Je la regardai et j’étais sur le point de donner
libre cours à ma colère. De déverser sur elle toute l’angoisse, la
colère, la crainte et la panique qui m’habitaient et de lui dire
ses quatre vérités. Mais je ne dis rien. Elle contemplait un point
derrière moi comme si elle n’osait pas me regarder dans les
yeux.
– Excuse-moi, dis-je.
– Est-ce que tu as fait ça ? demanda-t-elle.
Ce que les journaux disent.
– Tu es venue ici pour le savoir ?
– Non, je ne crois pas ce que
disent les journaux. Je ne crois pas que tu aies fait une chose
pareille. Non, pas ma fille.
– Ta fille ?
– Oui, ma fille.
– Ta fille, qui est une gouine ?
Elle me regarda.
– Je n’ai jamais pu comprendre ça, dit-elle.
– Tu n’as jamais essayé.
J’étais plus sévère que je ne voulais.
– Peut-être, dit-elle. Peut-être que nous
pourrions arranger un petit peu les choses.
– Arranger ?
– Parler de tout ça ensemble. Peut-être que nous
pourrions nous asseoir et parler de toi et de nous. Je sais que je
n’ai pas…
Je vis qu’elle faisait un effort sur
elle-même.
– Tu dois être dans un état lamentable, dit-elle.
Tu veux me dire ce qui s’est passé ? Je sais que tu es
incapable de faire le moindre mal à qui que ce soit.
– Tu en es sûre ? Tu ne sais rien de moi. Tu
as évité de savoir quoi que ce soit de moi pendant des années et
des années. Tu as eu longtemps honte de moi et tu as sans doute
encore plus honte de moi maintenant.
– Je suis quand même venue te voir, dit-elle. Je
sais que je ne t’ai pas montré beaucoup de compréhension…

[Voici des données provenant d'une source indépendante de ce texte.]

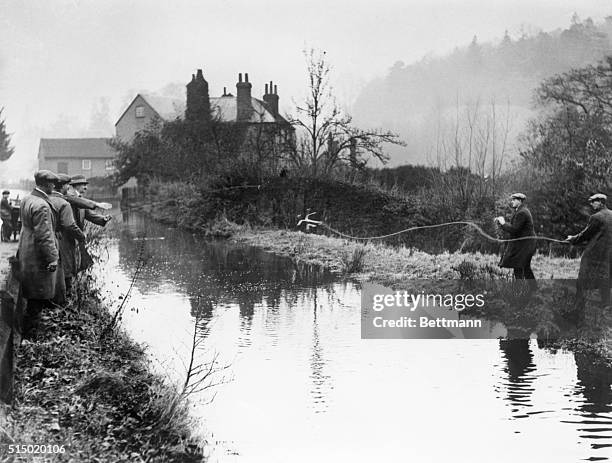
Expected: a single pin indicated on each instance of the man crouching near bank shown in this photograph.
(518, 254)
(38, 251)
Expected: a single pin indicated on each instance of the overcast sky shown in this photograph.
(59, 57)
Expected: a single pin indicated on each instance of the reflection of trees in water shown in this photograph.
(221, 272)
(317, 362)
(519, 368)
(217, 273)
(594, 385)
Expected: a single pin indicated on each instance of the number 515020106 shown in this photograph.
(13, 449)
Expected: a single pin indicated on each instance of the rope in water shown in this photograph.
(380, 237)
(446, 224)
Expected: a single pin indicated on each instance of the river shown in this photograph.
(296, 383)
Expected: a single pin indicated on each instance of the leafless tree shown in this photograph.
(325, 136)
(474, 146)
(202, 376)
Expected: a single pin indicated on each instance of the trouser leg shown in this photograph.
(33, 313)
(604, 292)
(519, 273)
(68, 281)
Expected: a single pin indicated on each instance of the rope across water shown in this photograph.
(475, 226)
(446, 224)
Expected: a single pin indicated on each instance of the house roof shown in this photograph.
(75, 148)
(168, 108)
(225, 107)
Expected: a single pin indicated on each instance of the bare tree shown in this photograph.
(474, 148)
(6, 150)
(325, 136)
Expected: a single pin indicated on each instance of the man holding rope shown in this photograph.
(518, 254)
(596, 262)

– Beaucoup de compréhension ? répétai-je sur
un ton scandalisé.
– … et c’est sûrement surtout de ma faute si nous
n’avons plus de liens, mais j’aspire à changer tout ça. J’aspire à
t’aider.
– Tu ne crois pas que c’est un peu
tard ?
– Il n’est jamais trop tard, dit-elle.
– Qu’est-ce que la psychiatre t’a dit ?
– Elle a dit que ça nous ferait du bien de nous
voir et de nous parler.
Elle hésita.
– Elle a dit que ça te ferait du bien. Que tu
n’allais pas bien.
– Je…
– Elle t’a dit que tu aurais pu être moins
méchante avec ta pauvre fille bien qu’elle soit comme elle
est ?
– Elle… J’ai aussi parlé à ton frère.
– Je n’ai rien à faire de ton aide, dis-je, et je
me levai. Pas plus maintenant qu’avant. Jamais. C’est
compris ? Tu ne t’es pas occupée de moi pendant toutes ces
années et maintenant tu n’as rien à faire dans ma vie. Rien !
C’est trop tard. Tu comprends ? Trop tard. Pour toi comme pour
moi !
Je flanquai un coup de pied dans la porte qui
s’ouvrit sur-le-champ. Gudlaug aux sabots était de faction.
– Je veux retourner en cellule, dis-je.
– Tu peux rester plus longtemps, dit-elle en
regardant maman.
– Ça ne m’intéresse pas, dis-je en sortant.